La última nota realizada a Alan Moore en The Guardian respecto de su opinión acerca de la industria de superhéroes, despertó la necesidad de escribir una reflexión sobre los dichos del mago de Northampton. Debemos aclarar que la opinión dura y radical del famoso guionista de cómics no nos es ajena. Todo lo contrario, Moore ha sostenido su repudio al consumo de superhéroes por parte del público adulto desde hace décadas, mucho antes del surgimiento de franquicias como el MCU.
Si bien es cierto que en esta oportunidad Moore agrega la temática del fascismo, dudo que esto sea una idea nueva. De hecho, es una postura que la prensa de tanto en tanto sacan a flote a través de un par de llamadas telefónicas a Moore a su teléfono fijo en donde repite su discurso hasta el cansancio. A pesar de ello, la radical postura del ex guionista de comics sigue siendo lo suficientemente jugosa para atraer a los lectores de The Guardian y asimismo ser replicado en distintos portales de internet.

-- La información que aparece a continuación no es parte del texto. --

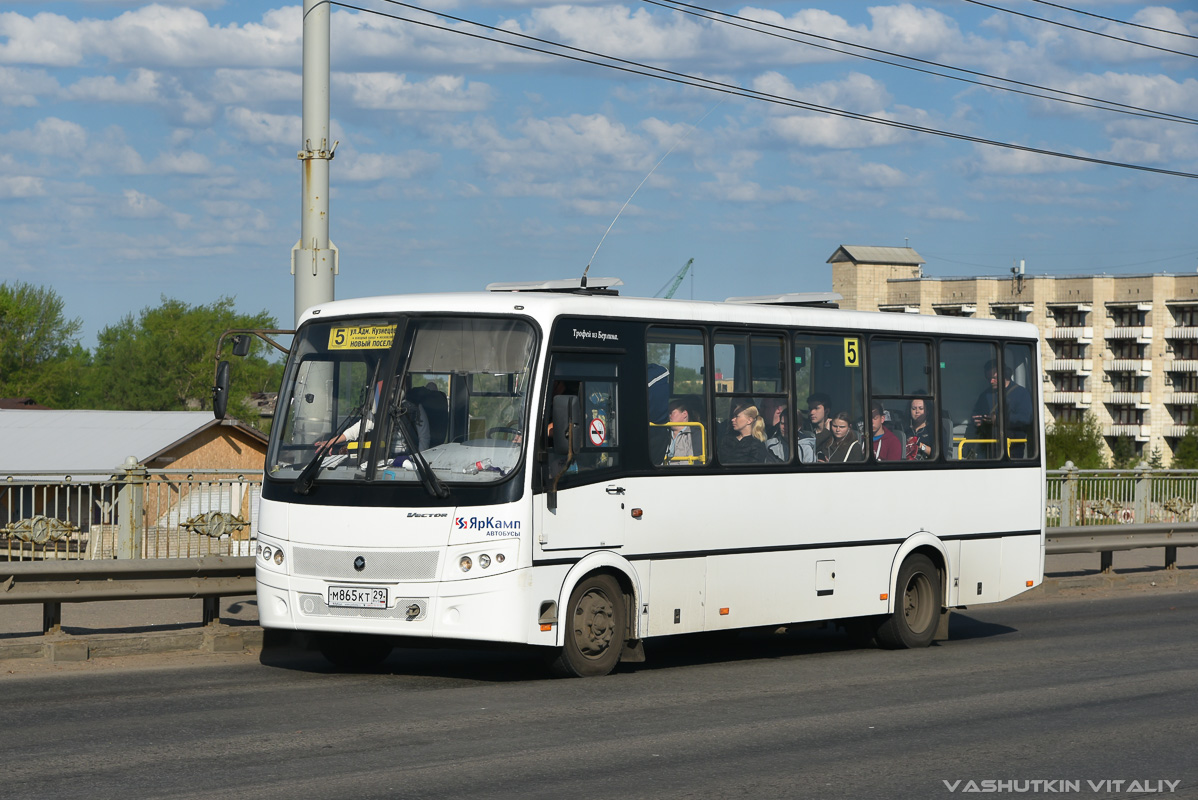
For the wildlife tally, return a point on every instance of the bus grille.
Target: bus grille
(313, 605)
(381, 564)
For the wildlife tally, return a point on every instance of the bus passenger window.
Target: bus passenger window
(1020, 410)
(828, 383)
(752, 407)
(970, 398)
(678, 435)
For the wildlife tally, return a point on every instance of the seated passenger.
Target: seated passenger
(845, 446)
(779, 442)
(921, 443)
(745, 443)
(683, 437)
(818, 413)
(885, 444)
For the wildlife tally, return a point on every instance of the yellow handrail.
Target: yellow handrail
(962, 442)
(702, 443)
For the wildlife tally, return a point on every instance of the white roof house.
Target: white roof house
(56, 442)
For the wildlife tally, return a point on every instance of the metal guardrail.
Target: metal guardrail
(128, 514)
(55, 582)
(1108, 497)
(1107, 539)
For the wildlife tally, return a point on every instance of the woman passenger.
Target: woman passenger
(845, 446)
(746, 441)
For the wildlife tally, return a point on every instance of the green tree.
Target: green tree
(163, 359)
(1079, 442)
(40, 352)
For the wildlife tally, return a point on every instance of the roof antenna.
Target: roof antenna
(687, 135)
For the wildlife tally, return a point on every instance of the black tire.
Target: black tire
(918, 598)
(354, 652)
(596, 626)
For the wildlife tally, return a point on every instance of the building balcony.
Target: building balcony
(1142, 335)
(1137, 399)
(1075, 365)
(1181, 332)
(1076, 399)
(1135, 365)
(1083, 335)
(1138, 432)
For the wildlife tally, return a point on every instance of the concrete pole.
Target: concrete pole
(314, 256)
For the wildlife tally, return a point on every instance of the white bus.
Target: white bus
(509, 466)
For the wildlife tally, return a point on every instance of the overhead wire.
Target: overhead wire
(660, 73)
(757, 26)
(1112, 19)
(1082, 30)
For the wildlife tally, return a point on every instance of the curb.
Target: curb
(61, 648)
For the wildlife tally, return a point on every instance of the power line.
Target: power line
(1083, 30)
(1112, 19)
(1108, 105)
(647, 71)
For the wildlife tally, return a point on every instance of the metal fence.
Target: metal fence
(129, 513)
(1142, 496)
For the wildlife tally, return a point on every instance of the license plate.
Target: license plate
(357, 597)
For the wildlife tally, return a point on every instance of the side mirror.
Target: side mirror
(221, 391)
(567, 425)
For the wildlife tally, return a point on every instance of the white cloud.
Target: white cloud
(260, 127)
(389, 91)
(382, 167)
(48, 137)
(140, 86)
(23, 88)
(20, 186)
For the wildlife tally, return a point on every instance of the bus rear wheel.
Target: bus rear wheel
(596, 624)
(354, 652)
(917, 606)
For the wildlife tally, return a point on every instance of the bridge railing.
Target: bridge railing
(1105, 497)
(129, 514)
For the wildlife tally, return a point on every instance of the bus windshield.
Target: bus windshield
(371, 397)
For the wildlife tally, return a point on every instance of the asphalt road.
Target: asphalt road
(1088, 690)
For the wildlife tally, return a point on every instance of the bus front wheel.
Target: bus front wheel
(596, 624)
(354, 650)
(917, 606)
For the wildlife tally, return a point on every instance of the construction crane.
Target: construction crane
(673, 283)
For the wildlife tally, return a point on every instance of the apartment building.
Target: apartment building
(1120, 347)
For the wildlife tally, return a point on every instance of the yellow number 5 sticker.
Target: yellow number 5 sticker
(852, 352)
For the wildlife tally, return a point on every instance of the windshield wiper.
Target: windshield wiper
(433, 484)
(307, 476)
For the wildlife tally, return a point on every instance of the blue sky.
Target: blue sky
(150, 150)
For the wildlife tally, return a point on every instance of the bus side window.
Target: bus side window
(678, 435)
(828, 381)
(969, 398)
(746, 402)
(1020, 414)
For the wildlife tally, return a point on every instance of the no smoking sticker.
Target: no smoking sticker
(597, 431)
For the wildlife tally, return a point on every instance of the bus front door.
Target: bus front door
(592, 507)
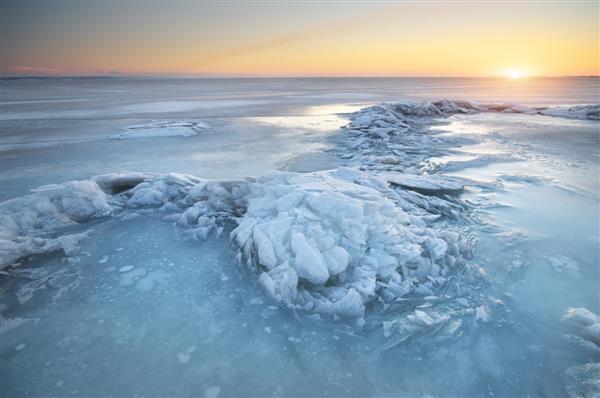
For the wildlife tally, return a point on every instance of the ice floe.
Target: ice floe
(163, 129)
(367, 241)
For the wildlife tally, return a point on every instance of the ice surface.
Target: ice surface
(163, 129)
(360, 280)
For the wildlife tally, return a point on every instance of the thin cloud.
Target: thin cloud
(346, 25)
(36, 69)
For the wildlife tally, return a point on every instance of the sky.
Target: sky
(305, 38)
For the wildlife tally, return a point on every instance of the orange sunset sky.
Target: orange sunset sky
(307, 38)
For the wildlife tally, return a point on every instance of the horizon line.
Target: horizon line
(266, 76)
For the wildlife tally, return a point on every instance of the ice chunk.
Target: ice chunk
(163, 129)
(308, 261)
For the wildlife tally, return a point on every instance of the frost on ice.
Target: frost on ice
(584, 379)
(360, 242)
(332, 243)
(162, 129)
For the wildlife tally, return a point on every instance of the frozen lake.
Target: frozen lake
(292, 237)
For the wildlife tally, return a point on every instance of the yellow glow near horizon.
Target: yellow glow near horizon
(330, 39)
(516, 74)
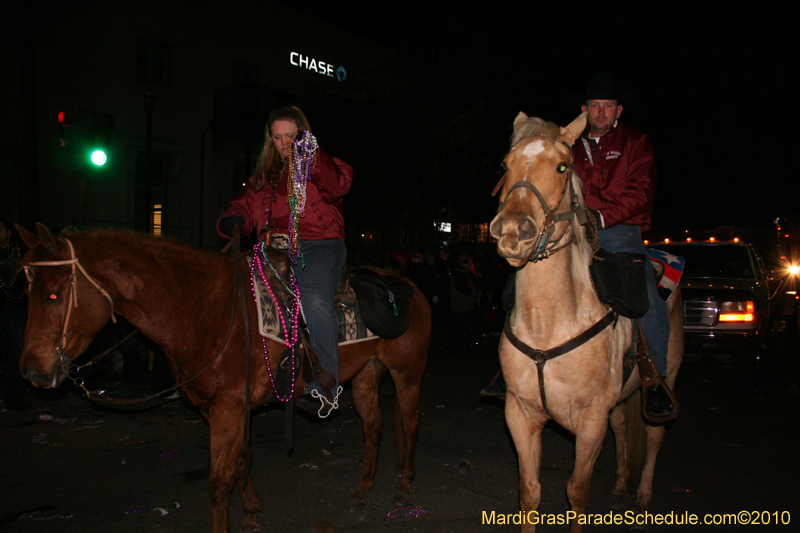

Ahora bien, ¿podemos decir que tiene razón, total o parcialmente? Es cierto que los personajes de superhéroes fueron pensados en un principio para un público infantil y que por mucho tiempo apuntaron a esa franja etaria. También podemos decir que en la década de los ochenta esto cambió, y que figuras como el propio Alan Moore reinventaron el género, en algunos casos renovando los personajes e incorporando otros estilos estéticos, como en el caso de Frank Miller. Alan Moore lo hizo principalmente desde la óptica de la crítica al género superheroico: de aquí surgió Watchmen.
Pero no sólo criticó al género superheroico. También utilizó la historieta para incorporar personajes afines al Anarquismo, como en V de Vendetta, traer al comic personajes literarios como en La Liga Extraordinaria y exponer sus creencias mágicas como en Promethea. Alan Moore intentó desde todas estas perspectivas rescatar la historieta y transformarla en un género mayor, hacerla más cercana a la literatura, darle prestigio. Pero el fantasma de los superhéroes seguía ahí.
Y no sólo eso. Alan Moore conserva un enfrentamiento desde tiempos inmemoriales con la industria, tanto con Marvel Comics como con DC Comics, Elipse e Image; todas ellas por problemas de derechos. Es lógico que habiendo tenido tantos enfrentamientos legales se sienta frustrado y decepcionado por esa industria que le debe tanto a personas como Moore.
El problema de los derechos de los personajes sigue siendo un tema pendiente de debate. ¿Qué pasa con los creadores de personajes, tanto guionistas como dibujantes, los cuales utilizan su trabajo en los universos cinematográficos?. En realidad, salvo muy contadas excepciones, los derechos pertenecen a las editoriales (DC Comics, Marvel Comics, etc.) y no a sus creadores. Un problema parecido se planteó cuando Scarlett Johansson reclamó las ganancias de Black Widow cuando había permanecido tan poco tiempo en los cines y aterrizado prematuramente en Disney+. El tema de los derechos de autor es tan antiguo como el propio comic. El primer reclamo formal fue hecho en sede judicial por los herederos de Jerry Siegel y Joe Shuster por el personaje de Superman y, en este caso, Alan Moore no fue la excepción.
Me resulta imposible pensar una historieta sin la influencia de Moore. Creo que Vertigo (sello editorial perteneciente a DC Comics) fue un lugar en donde grandes autores confluyeron de la mano de Karen Berger, la cual les dio la libertad creativa de generar una nueva forma de hacer comics. Es cierto que la saturación de películas de superhéroes ha originado una forma de hacer cine que contempla más los números de taquilla que las historias que se cuentan. Pero también es cierto que la máscara de Guy Fawkes, dibujada por David Lloyd para V de Vendetta, se popularizó gracias al film de las hermanas Wachowsky convirtiéndolo en un símbolo de resistencia que alienta el corazón del mago.
Vale la pena decir que el hecho de que sea posible una serie como The Sandman en una plataforma tan popular como es Netflix ayuda a que muchas personas que no conocían ese comic, ni ningún otro, se animen a leerlo por primera vez. Aunque el horizonte del género superheroico parezca monótono y gris se vislumbran pequeñas estrellas, como los ojos de Morfeo, en el cielo de la historieta y eso alienta el corazón de todos los amantes del comic.